The answer may be that while the U.S. leads in R&D investment, it probably trails badly in “Valley of Death” investment. The Valley of Death problem of technology companies is described by Geoffrey Moore in his book Crossing the Chasm: Marketing and Selling Disruptive Products to Mainstream Customers. Moore explains that while new technology products may find early success with customers who are innovators and early adopters, they face their greatest challenge in trying to sell to mainstream customers, who unlike innovators and early adopters, are motivated entirely by pragmatic, economic concerns.
The move from early initial deployment to mainstream commercialization–this Chasm or Valley of Death–destroys large numbers of new companies and new products. The risks for companies at that stage are huge and investment returns in them are notoriously low. In a sense, the challenge of Valley of Death investing is very similar to the challenge of R&D investing. Neither types of investment are particularly attractive to private investors. Accordingly, those kinds of investments must come in large part from somewhere else.
The tax credits for energy storage project proposed by Congressman Honda are, in effect, Valley of Death investments. The credits will advantage an important new technology, a technology that has proven efficacy and existing commercial products, but few mainstream customers. The challenge in storage today is not a deficiency in its technology. Rather it is the fact that the mainstream customers who must buy storage are highly pragmatic and economically focused. They will not buy storage products unless and until others buy them first and are successful. This makes for a long and difficult sales cycle–a chasm that must be bridged by some sort of financing or guaranteed market. Tax credits are one such bridge.

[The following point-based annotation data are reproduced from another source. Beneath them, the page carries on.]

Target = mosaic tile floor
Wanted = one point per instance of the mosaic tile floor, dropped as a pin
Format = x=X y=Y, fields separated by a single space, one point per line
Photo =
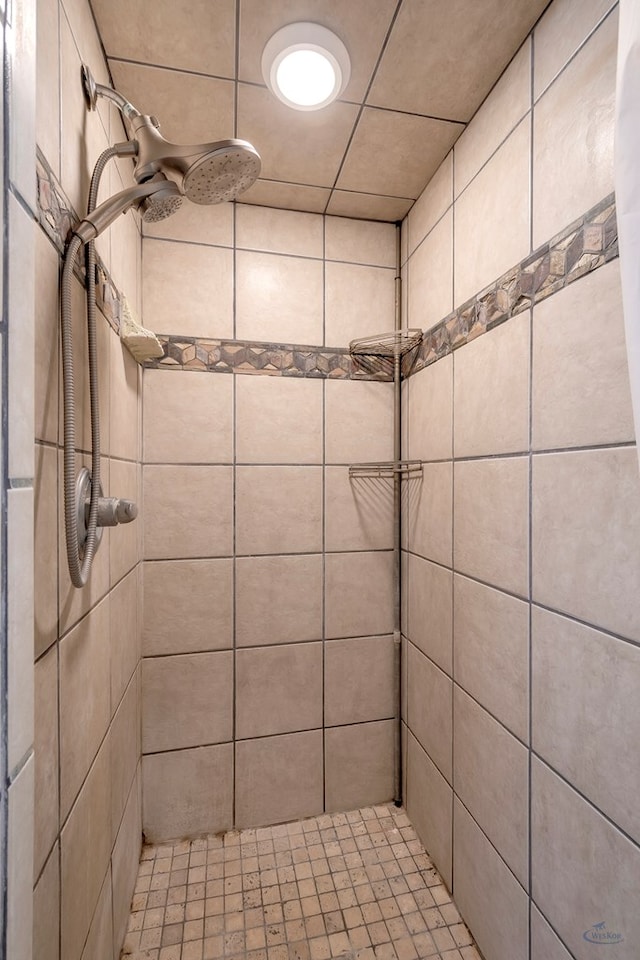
x=356 y=885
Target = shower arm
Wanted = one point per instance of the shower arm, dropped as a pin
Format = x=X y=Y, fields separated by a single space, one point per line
x=93 y=90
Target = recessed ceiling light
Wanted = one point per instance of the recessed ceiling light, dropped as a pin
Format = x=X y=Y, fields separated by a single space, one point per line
x=306 y=66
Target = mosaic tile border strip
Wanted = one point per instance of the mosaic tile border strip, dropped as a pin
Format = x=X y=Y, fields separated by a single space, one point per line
x=585 y=245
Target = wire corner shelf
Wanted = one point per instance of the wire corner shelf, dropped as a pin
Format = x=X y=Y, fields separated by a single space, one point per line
x=386 y=469
x=379 y=353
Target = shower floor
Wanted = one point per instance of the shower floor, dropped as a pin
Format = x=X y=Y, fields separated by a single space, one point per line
x=355 y=885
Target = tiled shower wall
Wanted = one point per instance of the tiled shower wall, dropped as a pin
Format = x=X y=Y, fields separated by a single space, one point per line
x=267 y=672
x=522 y=561
x=87 y=646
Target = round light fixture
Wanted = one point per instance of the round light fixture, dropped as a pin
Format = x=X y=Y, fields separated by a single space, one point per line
x=306 y=66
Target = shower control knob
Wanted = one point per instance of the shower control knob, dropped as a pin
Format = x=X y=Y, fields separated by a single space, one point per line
x=112 y=511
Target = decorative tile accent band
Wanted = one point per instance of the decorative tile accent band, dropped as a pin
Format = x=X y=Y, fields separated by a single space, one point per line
x=242 y=356
x=582 y=247
x=585 y=245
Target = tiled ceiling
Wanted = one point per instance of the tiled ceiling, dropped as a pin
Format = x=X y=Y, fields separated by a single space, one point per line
x=419 y=71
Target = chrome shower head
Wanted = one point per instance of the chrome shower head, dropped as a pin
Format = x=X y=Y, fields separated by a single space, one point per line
x=222 y=172
x=211 y=172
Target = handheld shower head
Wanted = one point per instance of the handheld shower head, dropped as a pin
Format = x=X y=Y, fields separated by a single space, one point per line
x=156 y=199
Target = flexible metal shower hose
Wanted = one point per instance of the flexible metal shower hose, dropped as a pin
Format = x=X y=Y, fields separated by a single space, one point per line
x=79 y=567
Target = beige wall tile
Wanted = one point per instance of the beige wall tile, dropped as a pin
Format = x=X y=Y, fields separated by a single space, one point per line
x=278 y=420
x=429 y=620
x=491 y=391
x=187 y=289
x=429 y=513
x=360 y=301
x=124 y=402
x=274 y=127
x=573 y=137
x=187 y=511
x=45 y=548
x=429 y=413
x=559 y=34
x=278 y=690
x=87 y=828
x=125 y=753
x=433 y=202
x=503 y=109
x=46 y=911
x=586 y=721
x=567 y=834
x=358 y=680
x=358 y=594
x=382 y=133
x=497 y=202
x=290 y=196
x=359 y=765
x=186 y=701
x=491 y=500
x=429 y=699
x=181 y=99
x=124 y=862
x=581 y=390
x=278 y=599
x=204 y=401
x=545 y=945
x=187 y=793
x=489 y=765
x=47 y=325
x=430 y=287
x=19 y=623
x=99 y=945
x=485 y=888
x=196 y=223
x=359 y=421
x=429 y=805
x=202 y=42
x=491 y=651
x=82 y=134
x=347 y=203
x=85 y=700
x=48 y=79
x=188 y=606
x=356 y=241
x=125 y=621
x=358 y=511
x=278 y=509
x=19 y=900
x=278 y=298
x=279 y=231
x=46 y=814
x=576 y=568
x=278 y=778
x=125 y=540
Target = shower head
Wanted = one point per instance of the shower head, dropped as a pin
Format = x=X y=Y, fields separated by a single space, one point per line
x=156 y=199
x=211 y=172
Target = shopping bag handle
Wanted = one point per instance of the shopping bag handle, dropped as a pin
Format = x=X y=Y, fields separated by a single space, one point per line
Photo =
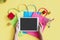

In reviewing the NSF’s work on relative national R&D investment, it occurs to me that the NSF might do well to survey investments in Valley of Death technologies by different countries. I suspect the NSF would find that many countries do much better in supporting Valley of Death technologies, such as advanced batteries and energy storage through subsidies and guaranteed markets, than does the United States. If one is looking for an explanation for why so many technologies developed in the United States end up being manufactured abroad, a significant Valley of Death investment gap might do much to explain the phenomenon.